For the safety of participants in recreational programs, staff drafted a policy to ensure employees are aware of common signs and symptoms of concussion and are trained to properly manage a potential concussion incident.

The draft policy was prepared using the Municipal Concussion Policy Tool Kit – Grey Bruce Health Unit (GBHU).

Sports organizations will be provided with information on this policy but it doesn’t apply to third party rentals or programs.

The GBHU tool kit defines a concussion as “a traumatic brain injury that may be caused by either a direct blow to the head, face, neck or by a blow elsewhere on the body with an impulsive force transmitted to the head (e.g., a blow to the head because of a fall or while playing a sport). This causes a short-lived impairment of brain function, which can result in a variety of signs and symptoms that may differ from person to person. Impairment typically resolves spontaneously; however, in some cases, signs and symptoms may be prolonged.”

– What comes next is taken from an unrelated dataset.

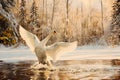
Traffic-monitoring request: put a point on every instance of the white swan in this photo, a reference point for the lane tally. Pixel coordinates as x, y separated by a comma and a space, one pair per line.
46, 53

Concussions represent 21 per cent of treated injuries among students in Ontario.

The GBHU tool kit further states, “The top four activities responsible for concussions and brain injuries in Canadian male children ages 5-9 years include playground equipment, ice hockey, children’s active games (e.g., hide and seek, tag, Red Rover) and soccer. For females ages 5-9 years, the top activities are playground equipment, sledding/tobogganing, children’s active games and bicycling (Public Health Agency of Canada, 2017). Injuries related to participation in sports, physical activity and recreation account for 64 per cent of hospital emergency department visits among 10-18-year-olds (Government of Canada, 2016).”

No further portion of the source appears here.